I had promised to share some of the chapters from my book on COVID-19. I am sharing one chapter today.
The links to the eBook COVID-19 are in the following links given below.
Since immunity boosting foods has been mentioned so often in connection with COVID-19, I thought it would be useful to bring in a section on this topic. Based on my experience, I thought it would be a simple process of opening up online literature and just copy and paste the relevant information. It wasn’t easy as I imagined.
A cardiologist based from the US has looked at immunity boosting foods in a critical manner. A number of questions that he had raised, forced me to go deeper into this topic. Here are some of his questions.
Can you boost your immune system to fight COVID-19? This is the question on everyone’s mind as we face a worldwide crisis. There are online claims that we can “boost” our immune system with just about everything from Vitamin C or Vitamin D to a number of immunity-boosting foods. But how do we know which of these recommendations, if any, really work? He indicated that the immune system is an intricate and delicate system with many different components. Helping one section might impair another and may not contribute to fighting viruses. How do we know if something that helps with another virus will help with this new corona virus?
To understand immunity boosting foods, I have classified them into four broad categories. The first category is vitamins and minerals given as supplements or through foods rich in these. The second category is the regular fruits and vegetables used in day to day cooking and diet, considered to have immune promoting properties. I am handling both the first and second categories together, relating the immunity boosting foods with the foods that are rich in these vitamins and minerals.

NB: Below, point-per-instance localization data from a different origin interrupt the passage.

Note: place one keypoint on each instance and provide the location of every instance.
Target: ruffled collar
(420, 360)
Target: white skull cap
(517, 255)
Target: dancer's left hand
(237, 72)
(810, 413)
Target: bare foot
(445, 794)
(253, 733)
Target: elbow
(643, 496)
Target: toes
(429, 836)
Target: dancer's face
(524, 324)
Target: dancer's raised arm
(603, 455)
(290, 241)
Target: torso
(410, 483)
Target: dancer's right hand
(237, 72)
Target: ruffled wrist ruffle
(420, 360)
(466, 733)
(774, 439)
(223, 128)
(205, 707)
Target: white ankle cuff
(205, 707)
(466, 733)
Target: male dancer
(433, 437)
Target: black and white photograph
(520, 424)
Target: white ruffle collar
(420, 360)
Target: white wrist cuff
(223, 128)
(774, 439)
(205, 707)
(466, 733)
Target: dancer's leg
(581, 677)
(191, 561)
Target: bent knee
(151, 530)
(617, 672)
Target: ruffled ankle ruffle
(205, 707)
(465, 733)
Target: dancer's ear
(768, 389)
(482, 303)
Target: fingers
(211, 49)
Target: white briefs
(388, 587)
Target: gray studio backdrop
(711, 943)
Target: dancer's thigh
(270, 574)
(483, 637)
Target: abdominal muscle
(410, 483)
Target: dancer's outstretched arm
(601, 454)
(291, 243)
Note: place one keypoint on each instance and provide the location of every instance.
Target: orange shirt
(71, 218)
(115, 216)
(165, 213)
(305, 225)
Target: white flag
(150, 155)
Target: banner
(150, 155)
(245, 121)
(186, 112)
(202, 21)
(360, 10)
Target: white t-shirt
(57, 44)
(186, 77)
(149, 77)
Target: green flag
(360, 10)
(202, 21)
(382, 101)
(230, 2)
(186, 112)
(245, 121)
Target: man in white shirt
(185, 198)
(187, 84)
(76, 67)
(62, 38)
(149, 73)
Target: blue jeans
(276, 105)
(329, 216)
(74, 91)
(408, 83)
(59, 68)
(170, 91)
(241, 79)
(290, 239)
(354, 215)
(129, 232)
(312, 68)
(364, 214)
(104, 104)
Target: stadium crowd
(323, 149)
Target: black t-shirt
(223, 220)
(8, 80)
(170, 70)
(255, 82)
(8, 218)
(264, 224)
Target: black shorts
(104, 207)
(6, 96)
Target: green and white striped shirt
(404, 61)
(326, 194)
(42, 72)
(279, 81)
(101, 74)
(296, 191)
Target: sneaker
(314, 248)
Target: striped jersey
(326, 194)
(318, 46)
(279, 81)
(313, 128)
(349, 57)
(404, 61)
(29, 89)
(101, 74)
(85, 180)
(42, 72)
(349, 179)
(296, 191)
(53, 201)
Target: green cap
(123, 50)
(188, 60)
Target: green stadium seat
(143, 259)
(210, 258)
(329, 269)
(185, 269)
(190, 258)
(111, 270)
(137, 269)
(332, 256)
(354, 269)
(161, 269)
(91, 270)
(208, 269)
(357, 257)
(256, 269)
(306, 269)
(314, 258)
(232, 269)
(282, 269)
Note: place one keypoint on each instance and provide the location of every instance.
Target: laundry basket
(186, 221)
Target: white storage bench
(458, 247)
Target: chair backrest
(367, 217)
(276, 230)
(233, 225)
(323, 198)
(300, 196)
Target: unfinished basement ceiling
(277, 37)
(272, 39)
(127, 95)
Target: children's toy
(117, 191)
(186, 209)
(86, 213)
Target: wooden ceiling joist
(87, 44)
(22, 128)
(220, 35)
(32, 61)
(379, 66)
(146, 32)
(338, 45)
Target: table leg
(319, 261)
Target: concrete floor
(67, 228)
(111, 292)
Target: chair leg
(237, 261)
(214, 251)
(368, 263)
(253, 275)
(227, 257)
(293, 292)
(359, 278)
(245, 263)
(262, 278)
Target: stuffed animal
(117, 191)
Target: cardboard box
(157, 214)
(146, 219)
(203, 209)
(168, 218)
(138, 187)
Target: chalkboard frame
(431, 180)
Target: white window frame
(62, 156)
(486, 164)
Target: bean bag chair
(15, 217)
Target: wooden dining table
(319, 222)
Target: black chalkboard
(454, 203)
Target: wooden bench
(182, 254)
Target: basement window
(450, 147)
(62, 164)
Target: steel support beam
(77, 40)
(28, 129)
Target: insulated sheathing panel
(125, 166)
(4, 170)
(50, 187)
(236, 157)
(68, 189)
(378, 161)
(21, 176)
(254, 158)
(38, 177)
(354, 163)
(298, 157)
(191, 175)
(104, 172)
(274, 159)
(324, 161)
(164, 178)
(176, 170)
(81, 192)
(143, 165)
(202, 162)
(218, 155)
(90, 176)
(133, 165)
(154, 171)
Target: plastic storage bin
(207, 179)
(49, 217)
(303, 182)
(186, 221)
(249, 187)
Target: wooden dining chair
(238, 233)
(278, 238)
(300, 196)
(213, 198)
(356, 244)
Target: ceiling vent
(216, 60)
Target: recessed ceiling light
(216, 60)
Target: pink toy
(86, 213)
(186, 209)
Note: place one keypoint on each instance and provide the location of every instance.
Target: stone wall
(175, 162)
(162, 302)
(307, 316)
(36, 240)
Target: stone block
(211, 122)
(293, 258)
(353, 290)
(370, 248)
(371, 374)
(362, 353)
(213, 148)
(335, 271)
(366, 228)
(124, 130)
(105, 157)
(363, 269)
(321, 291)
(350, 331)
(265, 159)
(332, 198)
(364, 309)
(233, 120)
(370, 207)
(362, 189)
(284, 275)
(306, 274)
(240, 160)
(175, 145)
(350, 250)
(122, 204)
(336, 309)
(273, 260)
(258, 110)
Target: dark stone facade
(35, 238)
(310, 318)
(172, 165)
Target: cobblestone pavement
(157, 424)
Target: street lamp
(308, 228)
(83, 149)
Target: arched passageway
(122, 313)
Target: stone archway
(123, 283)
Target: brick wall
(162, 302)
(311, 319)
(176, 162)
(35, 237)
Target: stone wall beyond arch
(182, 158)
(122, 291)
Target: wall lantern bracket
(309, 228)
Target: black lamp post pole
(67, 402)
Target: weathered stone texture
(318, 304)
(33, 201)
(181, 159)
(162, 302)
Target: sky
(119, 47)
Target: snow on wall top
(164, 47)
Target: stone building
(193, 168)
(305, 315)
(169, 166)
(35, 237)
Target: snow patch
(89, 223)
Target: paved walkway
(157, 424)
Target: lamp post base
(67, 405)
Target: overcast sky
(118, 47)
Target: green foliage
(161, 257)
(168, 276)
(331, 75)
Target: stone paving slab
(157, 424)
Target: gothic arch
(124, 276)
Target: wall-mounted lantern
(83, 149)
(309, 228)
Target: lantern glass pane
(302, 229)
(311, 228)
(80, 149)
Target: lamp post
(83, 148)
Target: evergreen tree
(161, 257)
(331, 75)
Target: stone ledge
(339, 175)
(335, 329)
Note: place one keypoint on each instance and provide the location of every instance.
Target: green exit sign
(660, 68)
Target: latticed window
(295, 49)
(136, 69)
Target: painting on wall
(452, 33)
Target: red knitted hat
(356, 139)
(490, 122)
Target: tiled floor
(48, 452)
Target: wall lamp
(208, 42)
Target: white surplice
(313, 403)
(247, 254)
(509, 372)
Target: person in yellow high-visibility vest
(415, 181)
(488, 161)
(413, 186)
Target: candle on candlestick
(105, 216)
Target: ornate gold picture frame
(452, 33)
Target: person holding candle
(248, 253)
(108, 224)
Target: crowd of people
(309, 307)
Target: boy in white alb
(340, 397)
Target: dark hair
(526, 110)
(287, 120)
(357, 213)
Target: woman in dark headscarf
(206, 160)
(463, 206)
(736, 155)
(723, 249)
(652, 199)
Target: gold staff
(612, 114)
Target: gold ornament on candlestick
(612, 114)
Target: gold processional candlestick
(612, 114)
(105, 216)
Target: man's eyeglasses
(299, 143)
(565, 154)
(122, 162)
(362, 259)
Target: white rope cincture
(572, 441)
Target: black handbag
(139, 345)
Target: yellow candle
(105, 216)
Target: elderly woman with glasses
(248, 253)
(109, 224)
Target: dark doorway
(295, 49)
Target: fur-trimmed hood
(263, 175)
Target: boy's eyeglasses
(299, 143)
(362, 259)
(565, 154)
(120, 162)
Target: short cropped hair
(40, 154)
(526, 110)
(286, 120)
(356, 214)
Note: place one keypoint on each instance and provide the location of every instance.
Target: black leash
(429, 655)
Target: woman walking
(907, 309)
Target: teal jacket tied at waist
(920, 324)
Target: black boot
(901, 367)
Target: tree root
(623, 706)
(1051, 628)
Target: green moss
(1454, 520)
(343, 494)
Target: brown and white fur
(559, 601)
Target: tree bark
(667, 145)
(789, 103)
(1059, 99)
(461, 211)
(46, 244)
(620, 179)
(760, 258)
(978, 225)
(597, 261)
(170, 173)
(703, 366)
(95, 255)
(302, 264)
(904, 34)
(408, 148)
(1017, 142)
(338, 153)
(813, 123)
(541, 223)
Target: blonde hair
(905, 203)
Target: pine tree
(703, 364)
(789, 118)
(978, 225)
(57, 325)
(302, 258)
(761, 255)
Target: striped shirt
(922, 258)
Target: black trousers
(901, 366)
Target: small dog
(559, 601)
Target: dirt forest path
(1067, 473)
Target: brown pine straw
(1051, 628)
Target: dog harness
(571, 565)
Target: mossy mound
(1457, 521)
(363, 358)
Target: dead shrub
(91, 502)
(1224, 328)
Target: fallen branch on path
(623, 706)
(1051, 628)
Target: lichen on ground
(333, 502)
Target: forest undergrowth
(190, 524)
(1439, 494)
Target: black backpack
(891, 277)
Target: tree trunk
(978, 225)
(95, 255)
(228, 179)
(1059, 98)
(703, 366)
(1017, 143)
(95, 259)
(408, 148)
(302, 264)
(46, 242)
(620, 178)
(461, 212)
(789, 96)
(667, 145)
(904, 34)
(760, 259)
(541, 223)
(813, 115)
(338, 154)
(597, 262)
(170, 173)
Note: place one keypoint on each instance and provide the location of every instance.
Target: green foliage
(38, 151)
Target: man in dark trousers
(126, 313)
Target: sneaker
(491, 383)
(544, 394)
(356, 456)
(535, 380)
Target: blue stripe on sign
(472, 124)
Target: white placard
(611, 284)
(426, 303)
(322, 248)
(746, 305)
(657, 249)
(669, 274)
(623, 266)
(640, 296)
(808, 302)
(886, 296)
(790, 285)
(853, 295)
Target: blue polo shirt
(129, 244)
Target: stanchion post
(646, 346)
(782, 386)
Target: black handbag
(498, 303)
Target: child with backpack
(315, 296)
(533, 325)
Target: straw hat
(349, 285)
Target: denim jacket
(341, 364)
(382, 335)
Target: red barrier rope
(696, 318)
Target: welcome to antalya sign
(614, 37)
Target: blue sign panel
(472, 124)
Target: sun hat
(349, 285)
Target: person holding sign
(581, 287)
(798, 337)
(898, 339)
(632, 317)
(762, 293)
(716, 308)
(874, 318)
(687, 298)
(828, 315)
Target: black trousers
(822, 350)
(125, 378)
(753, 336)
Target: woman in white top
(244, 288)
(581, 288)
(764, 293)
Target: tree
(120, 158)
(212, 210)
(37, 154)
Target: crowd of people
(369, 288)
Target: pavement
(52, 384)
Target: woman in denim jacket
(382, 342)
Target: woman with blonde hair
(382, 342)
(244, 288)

The third category is the variety of condiments and spices used, and claimed to have immunity boosting properties. Finally, in the fourth category are traditional herbs and other substances considered to be immunity boosting. While the first category is the most scientifically studied, there is not enough scientific studies to conclude on the immunity boosting properties of the other three categories.
Vitamins, Minerals and Supplements
Taking vitamins, minerals, or other supplements could help protect from COVID-19. Here’s what we do know about certain supplements that reportedly have immune-boosting properties. Consuming foods rich in these would also be helpful.
Vitamin C has been used to help prevent the common cold. It may improve the function of certain white blood cells that fight infection. Vitamin C is known to strengthen the body’s T cells and phagocytes, which are the two main components of the immune system. There’s no harm in taking up to 2,000 mg per day (the upper limit set by the National Academy of Medicine).
Taking a Vitamin D supplement seemed to have a mild protective effect against respiratory tract infections in most people, especially those who were very deficient in Vitamin D. It is probably wise to take a Vitamin D supplement, especially if there is increased risk for COVID-19. Additionally, try to get some sunlight for about fifteen minutes daily if possible.
Vitamin E the next is a great source of strength to fight infections. Nuts such as almonds and walnuts as well as certain seeds like sunflower seeds, flax seeds, pumpkin seeds and melon seeds are excellent sources of protein and vitamin E with anti-inflammatory properties. Vitamin A, B6, C, D and E can help increase the strength of the immune system. Vitamin C is the biggest booster of all.
Zinc is a mineral involved in the white blood cell response to infection. It has been identified that supplementing with zinc reduced the duration of the common cold. It is not sure whether it can have a similar effect on COVID-19. Taking supplementary zinc (< 40 mg) may be a good strategy for older people and others at increased risk. Selenium is another important trace mineral that is useful for increasing immunity. This naturally leads me to the second group.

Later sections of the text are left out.